James Armstrong: People don’t always mean what they say!

This afternoon we had James Armstrong, Market Intelligence Manager for Philips Consumer Lifestyle, sharing with our students practical tips on how to do market research - it was a really helpful insight into the fuzzy craft of figuring out what people want, which is very different, as James warns, from what they say. When asked why did you buy an iPhone, for instance, most respondents will list attributes they think demonstrate the wisdom of their purchase - “it’s got great functions, it’s fast, it’s reliable” (stated importance) - rather than admit that they bought the iPhone because they think it’s super cool or because their mates have one (derived importance).

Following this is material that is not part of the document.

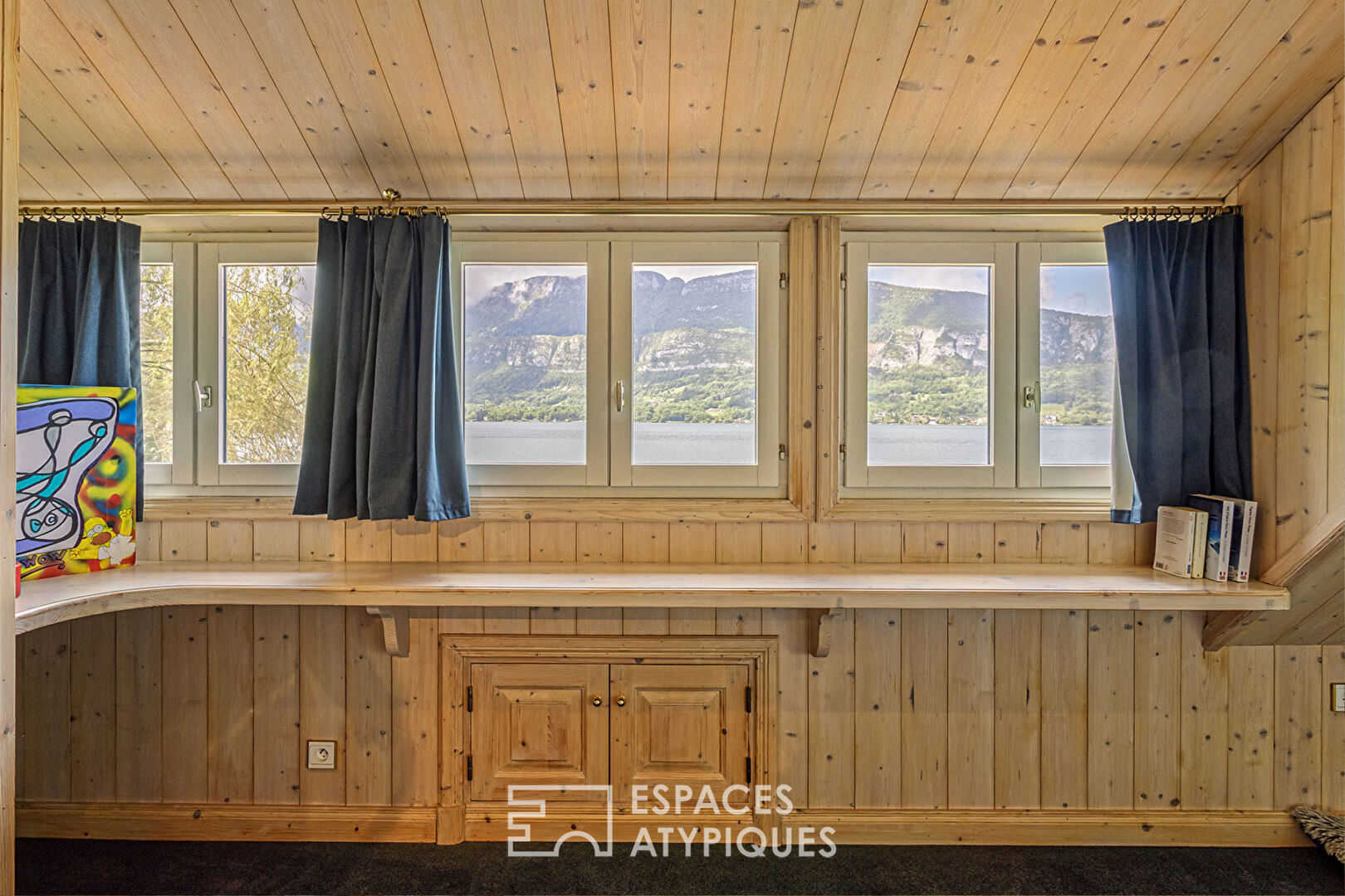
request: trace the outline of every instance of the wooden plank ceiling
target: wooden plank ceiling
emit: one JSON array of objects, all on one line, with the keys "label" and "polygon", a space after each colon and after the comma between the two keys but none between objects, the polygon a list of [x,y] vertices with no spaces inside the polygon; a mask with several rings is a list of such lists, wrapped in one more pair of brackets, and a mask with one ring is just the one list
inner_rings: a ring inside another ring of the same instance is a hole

In market research industry they call this sort of behavior post-rationalisation.

What I found most interesting about the lecture is that it does throw commonly-held beliefs about certain markets out the window - for example, many pundits claim the Chinese market is pragmatic, i.e. it is mainly led by pricing - this is patently untrue; how would you explain the luxury goods boom in China then? A poorly designed piece of research will produce findings to confirm pricing as the number 1 attribute for a product when really, customers often make purchase decisions based on irrational attributes.

Our students are going to be pre-testing their advertising ideas via focus groups or, as James tells us, upstream, concept validation research, in the next couple of weeks and it will be interesting to see how skilled they are in teasing out derived importance rather than post-rationalized responses from their participants. As James said, remember Rudyard Kipling’s poem!